Javier Barraycoa: "A lógica do independentismo catalão não está clara"

O professor Javier Barraycoa, vice-reitor da Universidade Abat Oliba, de Barcelona, é um crítico do movimento nacionalista catalão. Para ele, a atual onda pró-independência se deve apenas a uma disputa política entre a esquerda e a direita dentro da Catalunha


JULIANO MACHADO




Javier Barraycoa, vice-reitor da Universidade Abat Oliba, de Barcelona. Ele é um crítico dos argumentos do nacionalismo catalão (Foto: Divulgação)

Javier Barraycoa é catalão, nascido em Barcelona e vice-reitor da também barcelonesa Universidade Abat Oliba. Para os nacionalistas catalães, porém, ele é tão odiado quanto um madrilenho orgulhoso em empunhar a bandeira da Espanha. Explica-se: Barraycoa é um crítico contundente da ideia de que há um movimento nacional autêntico na Catalunha. Ele é autor de "Historias ocultadas del nacionalismo catalán" (sem edição no Brasil), em que põe em xeque 222 "mitos" sobre o assunto - entre eles, o de que os catalães sempre lutaram por sua independência do reino espanhol e que a população seria mais próspera em uma Catalunha soberana. Nesta entrevista a ÉPOCA, Barraycoa afirma que a campanha pró-independência de agora tem como pano de fundo uma disputa entre o partido governista (o centro-direitista Convergència i Unió - CiU) e as legendas de esquerda.

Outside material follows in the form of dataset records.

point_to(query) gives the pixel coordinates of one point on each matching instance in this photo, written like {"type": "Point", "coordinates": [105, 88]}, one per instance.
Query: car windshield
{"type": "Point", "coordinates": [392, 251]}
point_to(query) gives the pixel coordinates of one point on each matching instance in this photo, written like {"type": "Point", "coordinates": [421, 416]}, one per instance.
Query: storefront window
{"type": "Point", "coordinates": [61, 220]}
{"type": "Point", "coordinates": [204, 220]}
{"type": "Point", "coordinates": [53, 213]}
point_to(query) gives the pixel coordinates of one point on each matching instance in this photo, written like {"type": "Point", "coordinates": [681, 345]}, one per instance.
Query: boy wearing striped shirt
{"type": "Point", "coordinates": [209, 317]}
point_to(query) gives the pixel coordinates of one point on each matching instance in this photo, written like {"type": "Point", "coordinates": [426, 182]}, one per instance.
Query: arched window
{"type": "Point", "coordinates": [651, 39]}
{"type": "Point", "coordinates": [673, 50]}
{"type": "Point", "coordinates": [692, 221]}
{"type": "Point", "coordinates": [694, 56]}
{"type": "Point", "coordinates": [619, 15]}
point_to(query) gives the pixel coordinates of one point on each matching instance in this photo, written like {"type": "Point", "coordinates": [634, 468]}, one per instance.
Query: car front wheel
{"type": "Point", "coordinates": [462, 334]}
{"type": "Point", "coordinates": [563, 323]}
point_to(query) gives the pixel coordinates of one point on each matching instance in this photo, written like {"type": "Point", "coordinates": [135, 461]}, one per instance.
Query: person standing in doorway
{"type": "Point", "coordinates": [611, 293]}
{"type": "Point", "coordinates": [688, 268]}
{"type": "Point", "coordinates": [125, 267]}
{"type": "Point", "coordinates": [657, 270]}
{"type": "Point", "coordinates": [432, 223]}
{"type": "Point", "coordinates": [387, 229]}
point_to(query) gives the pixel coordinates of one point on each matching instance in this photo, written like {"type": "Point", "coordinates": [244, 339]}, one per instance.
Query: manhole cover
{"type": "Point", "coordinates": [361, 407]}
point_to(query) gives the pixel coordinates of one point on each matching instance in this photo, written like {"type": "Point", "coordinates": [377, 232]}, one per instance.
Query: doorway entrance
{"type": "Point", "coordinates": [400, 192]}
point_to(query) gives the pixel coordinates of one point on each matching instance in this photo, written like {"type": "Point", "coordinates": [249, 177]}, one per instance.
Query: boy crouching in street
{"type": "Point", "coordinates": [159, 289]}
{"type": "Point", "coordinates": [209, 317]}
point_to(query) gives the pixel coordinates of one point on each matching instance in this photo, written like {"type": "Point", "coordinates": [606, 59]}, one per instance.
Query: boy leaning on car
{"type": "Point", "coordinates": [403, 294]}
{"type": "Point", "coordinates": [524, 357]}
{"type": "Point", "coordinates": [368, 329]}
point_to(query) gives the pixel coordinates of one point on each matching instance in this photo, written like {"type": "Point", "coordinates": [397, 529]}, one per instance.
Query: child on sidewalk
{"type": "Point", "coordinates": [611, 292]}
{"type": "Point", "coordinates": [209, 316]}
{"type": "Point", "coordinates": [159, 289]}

ÉPOCA - A partir de uma perspectiva histórica, quando começou a surgir o movimento independentista catalão? Desde setembro de 1714, quando a Catalunha foi definitivamente incorporada pelo Reino da Espanha após a invasão ordenada pelo rei Felipe V?
Javier Barraycoa -
Em 1714, nenhum catalão tinha consciência de ser independentista. Todos os documentos daquela época nos demonstram que foi uma Guerra de Sucessão, na qual o povo catalão estava lutando por um rei da Espanha. Apesar da derrota de 11 de setembro de 1714, em poucos anos os catalães aceitaram a derrota. De fato, o século XVIII foi um dos mais pacíficos e prósperos da Catalunha. Sempre que chegava um rei Bourbon (dinastia que reina na Espanha até hoje, apesar de algumas interrupções ao longo da história) em Barcelona, era recebido com entusiasmo. O catalanismo é muito tardio. Ele se inicia em meados do século XIX, sob influências românticas e com vocação meramente literária. Somente ao final do século XIX, com a perda de Cuba e das Filipinas (ex-colônias espanholas), aparecerá o nacionalismo. E mesmo assim não terá caráter independentista, uma vez que o peso político desse catalanismo estava na burguesia conservadora da Catalunha. Somente com a brusca aparição da 2ª República, em 1931, é quando o independentismo emergirá politicamente, como uma forma de catalanismo, mas desta vez defendido pela Esquerda Republicana da Catalunha (ERC). Portanto, podemos dizer que o independentismo catalão é um fenômeno relativamente recente.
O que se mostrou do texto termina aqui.